Iran’s vote to cut ties with UK sends warning - commentator
The vote comes after the British ambassador to the Islamic Republic criticized its human rights record, and follows a general souring in relations which, Mokhtari said, has been prompted by Britain’s association with proxy terrorist organizations.
“A couple of attacks [in Iran] were positively connected with Britain, they were proxy terrorist organizations, which are known to have established links with the British intelligence service,” Mokhtari said.
Britain’s historic involvement in Iranian domestic affairs has also added to Iran’s anxiety, Mokhtari said.
“If Iran were to take a microscope and look at Britain and go through every nook and cranny, it would find many irregularities in the way they conduct themselves,” Mokhtari said. “However, Iran does tend to mind its own business in such issues, because it considers it interference in other countries’ domestic matters, whereas Britain still seems to be in a post-imperial type of hangover and feels like it can speak out against domestic affairs of other nations.”
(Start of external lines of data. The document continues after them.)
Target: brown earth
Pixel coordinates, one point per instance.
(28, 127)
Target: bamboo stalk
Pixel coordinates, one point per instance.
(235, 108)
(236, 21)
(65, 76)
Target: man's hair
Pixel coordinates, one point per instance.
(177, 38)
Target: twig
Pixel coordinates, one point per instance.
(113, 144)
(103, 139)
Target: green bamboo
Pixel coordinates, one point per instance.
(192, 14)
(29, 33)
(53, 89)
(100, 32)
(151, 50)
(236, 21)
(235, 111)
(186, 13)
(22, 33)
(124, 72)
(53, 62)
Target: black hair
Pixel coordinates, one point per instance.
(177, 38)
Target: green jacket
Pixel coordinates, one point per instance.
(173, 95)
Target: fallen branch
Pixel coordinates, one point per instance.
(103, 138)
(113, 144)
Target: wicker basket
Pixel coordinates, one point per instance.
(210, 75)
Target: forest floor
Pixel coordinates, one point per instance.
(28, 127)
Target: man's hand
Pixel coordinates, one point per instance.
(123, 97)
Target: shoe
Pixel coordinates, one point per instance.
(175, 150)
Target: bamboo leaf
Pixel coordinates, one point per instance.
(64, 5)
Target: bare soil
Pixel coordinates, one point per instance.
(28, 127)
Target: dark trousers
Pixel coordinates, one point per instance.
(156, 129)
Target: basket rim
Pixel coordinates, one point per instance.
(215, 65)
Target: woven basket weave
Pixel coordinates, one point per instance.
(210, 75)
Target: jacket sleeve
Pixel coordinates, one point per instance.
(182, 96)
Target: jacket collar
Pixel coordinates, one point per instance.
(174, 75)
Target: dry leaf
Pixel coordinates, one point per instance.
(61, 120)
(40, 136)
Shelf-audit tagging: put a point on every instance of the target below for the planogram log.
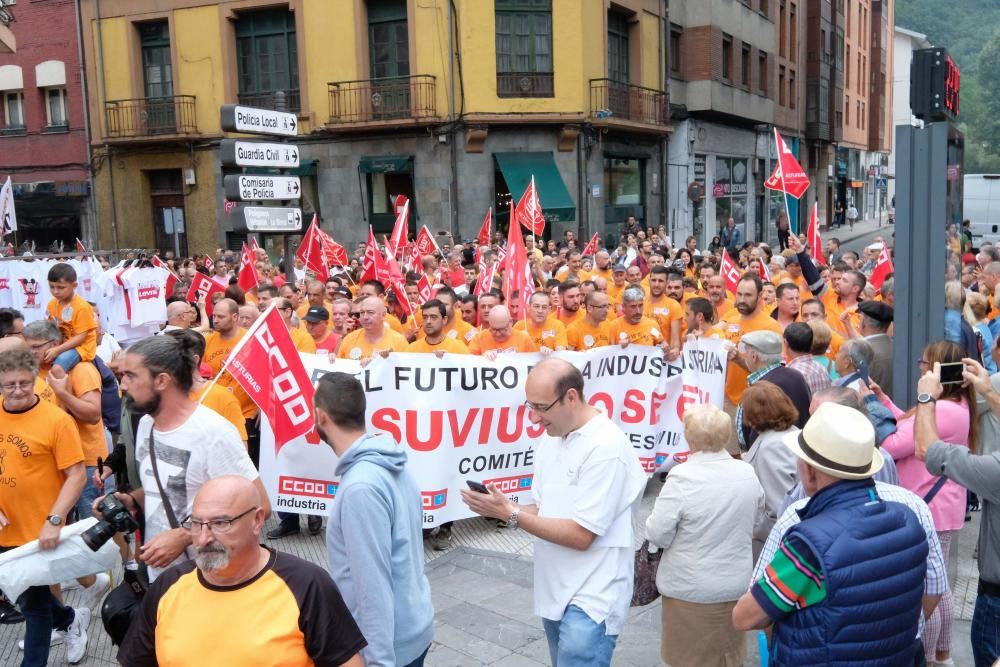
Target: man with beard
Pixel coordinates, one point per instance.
(191, 444)
(290, 606)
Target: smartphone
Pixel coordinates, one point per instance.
(478, 487)
(952, 373)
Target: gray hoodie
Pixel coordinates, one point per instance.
(375, 548)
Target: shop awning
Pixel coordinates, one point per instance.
(517, 170)
(385, 164)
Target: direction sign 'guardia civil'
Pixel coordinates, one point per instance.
(236, 118)
(273, 219)
(260, 188)
(236, 153)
London-based author and journalist Yvonne Ridley said that though Iranian lawmakers are “outraged” by the envoy’s comments, it is unlikely that the country would actually proceed with its decision to sever ties.
“Looking over the years at the Iranian response to various insults and crises… the Iranian government isn’t known for its knee-jerk reaction,” Ridley said. “They are usually very thoughtful before they respond.”
On Sunday, the National Security and Foreign Policy Commission of Iran's parliament approved a bill that will cut Iran's relations with the UK, reported Iranian Fars News Agency.